The global mining industry is increasingly showing a commitment towards greater respect for human rights and the environment, but is accused of wanting to improve its reputation without seeking real progress.
Wildcat miners, including children, are risking their lives daily to unearth metals and minerals they sell to mining companies.
In return, they earn a subsistence wage but not the working rights of a legal and salaried mining group employee.
“While industry initiatives on certain minerals and metals are helpful, companies are still responsible for undertaking comprehensive human rights due diligence across all minerals and metals in their supply chains,” Eniko Horvath, senior researcher at the Business and Human Rights Resource Centre (BHRRC), told AFP.
In June, dozens of illegal miners died when part of a copper mine collapsed in southeastern DR Congo. The mine was in the Kolwezi area operated by Kamoto Copper Company, a subsidiary of the Swiss giant Glencore.
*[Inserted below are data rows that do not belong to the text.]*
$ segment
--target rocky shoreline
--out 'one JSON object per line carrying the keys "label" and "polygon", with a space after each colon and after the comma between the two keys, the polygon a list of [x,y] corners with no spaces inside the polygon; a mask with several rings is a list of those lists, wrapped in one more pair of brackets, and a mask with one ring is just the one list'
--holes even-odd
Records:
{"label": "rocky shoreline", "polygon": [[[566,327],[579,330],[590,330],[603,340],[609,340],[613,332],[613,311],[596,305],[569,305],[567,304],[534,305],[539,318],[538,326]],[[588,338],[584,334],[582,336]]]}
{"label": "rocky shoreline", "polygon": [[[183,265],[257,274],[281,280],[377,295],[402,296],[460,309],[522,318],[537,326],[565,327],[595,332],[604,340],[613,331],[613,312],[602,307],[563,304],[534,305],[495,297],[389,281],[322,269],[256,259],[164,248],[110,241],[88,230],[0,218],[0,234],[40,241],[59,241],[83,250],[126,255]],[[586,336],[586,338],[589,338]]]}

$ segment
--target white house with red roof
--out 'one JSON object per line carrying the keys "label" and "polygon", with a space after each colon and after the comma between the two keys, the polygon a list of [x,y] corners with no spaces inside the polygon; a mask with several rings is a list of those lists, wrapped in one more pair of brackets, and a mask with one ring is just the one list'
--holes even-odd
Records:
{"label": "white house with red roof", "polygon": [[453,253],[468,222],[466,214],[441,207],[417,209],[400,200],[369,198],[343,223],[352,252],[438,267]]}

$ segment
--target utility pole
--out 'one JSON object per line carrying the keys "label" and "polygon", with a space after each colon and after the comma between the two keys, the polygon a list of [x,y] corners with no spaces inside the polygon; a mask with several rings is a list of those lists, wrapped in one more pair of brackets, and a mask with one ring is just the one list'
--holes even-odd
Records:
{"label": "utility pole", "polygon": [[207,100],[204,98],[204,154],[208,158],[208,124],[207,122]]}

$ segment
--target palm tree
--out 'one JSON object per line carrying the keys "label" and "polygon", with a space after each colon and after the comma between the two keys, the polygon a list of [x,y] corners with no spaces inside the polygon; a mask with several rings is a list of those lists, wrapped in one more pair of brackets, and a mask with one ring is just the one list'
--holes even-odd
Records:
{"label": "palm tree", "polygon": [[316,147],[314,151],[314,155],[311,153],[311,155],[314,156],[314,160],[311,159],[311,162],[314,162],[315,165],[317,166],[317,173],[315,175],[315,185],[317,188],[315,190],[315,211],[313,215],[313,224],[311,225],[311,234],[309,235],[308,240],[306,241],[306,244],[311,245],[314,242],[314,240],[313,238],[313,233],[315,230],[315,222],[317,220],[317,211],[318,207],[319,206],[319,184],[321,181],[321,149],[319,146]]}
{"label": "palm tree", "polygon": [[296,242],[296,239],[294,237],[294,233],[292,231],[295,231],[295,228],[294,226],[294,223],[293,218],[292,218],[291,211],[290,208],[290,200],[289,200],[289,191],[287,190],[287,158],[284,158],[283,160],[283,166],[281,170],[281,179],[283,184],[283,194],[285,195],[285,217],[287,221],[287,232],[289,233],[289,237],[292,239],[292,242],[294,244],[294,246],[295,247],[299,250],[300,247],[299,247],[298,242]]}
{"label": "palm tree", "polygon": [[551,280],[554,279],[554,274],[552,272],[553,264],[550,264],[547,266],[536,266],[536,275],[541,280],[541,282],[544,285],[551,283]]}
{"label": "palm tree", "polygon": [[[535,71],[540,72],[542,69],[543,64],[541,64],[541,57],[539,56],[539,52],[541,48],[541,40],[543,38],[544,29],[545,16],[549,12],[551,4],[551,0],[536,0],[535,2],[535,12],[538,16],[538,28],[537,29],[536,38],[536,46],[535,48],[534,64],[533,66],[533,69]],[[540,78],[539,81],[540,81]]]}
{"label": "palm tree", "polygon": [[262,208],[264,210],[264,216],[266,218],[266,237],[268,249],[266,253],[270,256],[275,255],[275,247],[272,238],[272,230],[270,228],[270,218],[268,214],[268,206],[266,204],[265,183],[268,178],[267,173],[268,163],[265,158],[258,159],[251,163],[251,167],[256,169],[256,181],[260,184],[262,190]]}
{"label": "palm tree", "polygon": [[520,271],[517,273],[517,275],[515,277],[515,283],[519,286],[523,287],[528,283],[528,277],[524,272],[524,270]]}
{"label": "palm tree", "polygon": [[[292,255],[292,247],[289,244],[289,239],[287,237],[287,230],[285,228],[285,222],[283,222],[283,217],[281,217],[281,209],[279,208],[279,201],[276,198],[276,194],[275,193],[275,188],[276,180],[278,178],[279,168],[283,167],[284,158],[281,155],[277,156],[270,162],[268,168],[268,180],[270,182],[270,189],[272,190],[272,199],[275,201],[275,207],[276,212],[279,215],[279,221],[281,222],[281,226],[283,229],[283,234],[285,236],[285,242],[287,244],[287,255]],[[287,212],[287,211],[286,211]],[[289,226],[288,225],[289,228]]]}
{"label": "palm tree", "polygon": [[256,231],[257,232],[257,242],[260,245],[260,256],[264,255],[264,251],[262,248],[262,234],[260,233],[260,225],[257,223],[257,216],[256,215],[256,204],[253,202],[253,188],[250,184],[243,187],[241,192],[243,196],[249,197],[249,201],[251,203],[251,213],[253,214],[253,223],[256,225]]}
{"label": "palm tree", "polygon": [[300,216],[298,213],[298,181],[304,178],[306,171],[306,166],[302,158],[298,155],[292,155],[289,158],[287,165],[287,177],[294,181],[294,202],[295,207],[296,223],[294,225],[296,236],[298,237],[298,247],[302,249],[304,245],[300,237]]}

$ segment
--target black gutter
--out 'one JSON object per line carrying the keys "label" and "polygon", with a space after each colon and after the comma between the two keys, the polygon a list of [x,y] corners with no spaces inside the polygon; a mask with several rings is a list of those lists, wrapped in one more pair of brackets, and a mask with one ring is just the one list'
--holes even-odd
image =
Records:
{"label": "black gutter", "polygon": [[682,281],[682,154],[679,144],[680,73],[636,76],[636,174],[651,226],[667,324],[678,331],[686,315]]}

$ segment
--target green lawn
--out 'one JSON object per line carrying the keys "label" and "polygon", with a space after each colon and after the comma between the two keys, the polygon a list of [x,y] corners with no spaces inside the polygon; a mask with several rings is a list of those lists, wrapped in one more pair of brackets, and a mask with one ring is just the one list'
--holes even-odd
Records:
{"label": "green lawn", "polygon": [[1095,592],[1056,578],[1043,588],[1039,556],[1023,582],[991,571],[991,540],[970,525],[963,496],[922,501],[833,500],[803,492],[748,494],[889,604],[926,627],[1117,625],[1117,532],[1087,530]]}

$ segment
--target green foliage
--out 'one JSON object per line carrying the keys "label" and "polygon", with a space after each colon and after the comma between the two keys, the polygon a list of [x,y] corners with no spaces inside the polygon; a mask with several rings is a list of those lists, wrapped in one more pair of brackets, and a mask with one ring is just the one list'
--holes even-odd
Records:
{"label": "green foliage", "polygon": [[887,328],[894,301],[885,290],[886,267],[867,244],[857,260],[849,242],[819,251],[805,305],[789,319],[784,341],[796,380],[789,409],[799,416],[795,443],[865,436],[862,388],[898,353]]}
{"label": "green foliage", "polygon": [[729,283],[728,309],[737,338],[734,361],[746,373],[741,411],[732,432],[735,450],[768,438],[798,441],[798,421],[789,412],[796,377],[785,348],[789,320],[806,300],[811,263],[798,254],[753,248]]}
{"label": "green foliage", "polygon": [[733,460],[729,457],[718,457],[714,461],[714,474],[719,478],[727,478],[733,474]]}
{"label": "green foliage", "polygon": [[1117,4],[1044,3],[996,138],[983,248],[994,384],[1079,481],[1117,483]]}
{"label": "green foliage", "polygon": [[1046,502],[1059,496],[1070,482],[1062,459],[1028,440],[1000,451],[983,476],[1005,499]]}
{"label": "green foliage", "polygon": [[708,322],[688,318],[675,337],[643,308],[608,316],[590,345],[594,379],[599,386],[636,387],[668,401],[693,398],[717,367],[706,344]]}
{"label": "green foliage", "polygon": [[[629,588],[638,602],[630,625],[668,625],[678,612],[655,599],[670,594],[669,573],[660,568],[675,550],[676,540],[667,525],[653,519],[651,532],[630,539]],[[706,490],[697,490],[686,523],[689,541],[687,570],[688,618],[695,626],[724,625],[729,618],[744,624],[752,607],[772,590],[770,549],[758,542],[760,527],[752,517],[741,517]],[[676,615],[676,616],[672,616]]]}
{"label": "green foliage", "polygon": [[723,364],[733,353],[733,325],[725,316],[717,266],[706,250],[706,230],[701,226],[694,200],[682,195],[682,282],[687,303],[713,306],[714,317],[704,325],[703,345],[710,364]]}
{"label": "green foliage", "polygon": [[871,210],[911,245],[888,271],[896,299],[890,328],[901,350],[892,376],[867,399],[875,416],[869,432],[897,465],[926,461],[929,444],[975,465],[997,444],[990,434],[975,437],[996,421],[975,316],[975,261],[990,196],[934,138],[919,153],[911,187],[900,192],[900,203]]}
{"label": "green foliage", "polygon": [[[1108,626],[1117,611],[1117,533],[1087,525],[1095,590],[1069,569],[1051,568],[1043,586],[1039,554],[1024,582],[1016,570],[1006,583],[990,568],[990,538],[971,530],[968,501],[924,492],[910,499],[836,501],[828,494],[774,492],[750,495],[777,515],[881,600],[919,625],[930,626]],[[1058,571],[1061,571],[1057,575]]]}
Meanwhile at the start of the year, a dam collapse at a mine operated by Brazilian group Vale unleashed a tsunami of mud that killed more than 200 people while around 100 more went missing.
China, also the scene of fatal mining accidents, has additionally been in the spotlight for its dumping of toxic waste in Baotou, Inner Mongolia, as Beijing drives global production of rare earth elements used in key technologies such as smartphones.
Faced with rising criticism, the mining industry says it wants to adopt standards of good governance.
The London Metal Exchange, the global centre for trading in industrial metals, recently adopted new ethical standards to ensure better traceability of raw materials, especially those most at risk such as cobalt used heavily in high-end technology. “As metals play an increasingly important role in society with increased focus on ethical supply chains, the LME’s role and responsibility is vital,” the exchange’s incoming and first female chair Gay Huey Evans said on her appointment.
Earlier this month, the World Gold Council (WGC) issued “Responsible Gold Mining Principles”, although the guidance is non-binding.
The industry body calls upon its members to “respect the human rights” of workers and communities affected by mining activities.
“We will work to ensure that fragile ecosystems, critical habitats and endangered species are protected from damage and we will plan for responsible mine closure,” according to another directive.
A spokesman for Barrick Gold, the world’s largest producer of the precious metal, told AFP that the group was already meeting or exceeding the new WGC guidance, while Glencore has laid out a similar charter to that provided by the World Gold Council.
Elsewhere, BMW along with German chemical giant BASF and Samsung last week announced a joint project to ensure “responsible” cobalt mining in DR Congo.
“It’s great to see these statements of purpose and expressions of a willingness to meet these standards, but they have to be matched with action,” Amnesty International official Lucy Graham told AFP.
“What we really want to see is laws that are going to legally require industry to mine minerals responsibly and transparently.”
Jamie Kneen, from MiningWatch Canada, said he believed companies and industry bodies were simply providing “yet another effort at PR whitewash”. He added: “The standards that they are incorporating are...self-administered and audited by unaccountable third parties; and they are explicitly focused on providing confidence to investors and buyers with not even a mention of host or affected communities.”
Kneen said there was a need for “enforceable...legal and regulatory standards at all levels”. To help companies face their responsibilities, human rights group BHRRC has this month launched a dedicated website, the Transition Minerals Tracker.
It “seeks to improve the human rights practices of companies that produce the minerals vital to the renewable energy and electric vehicles sectors, by shedding light on the key human rights risks in the geographies where they operate”, noted Horvath.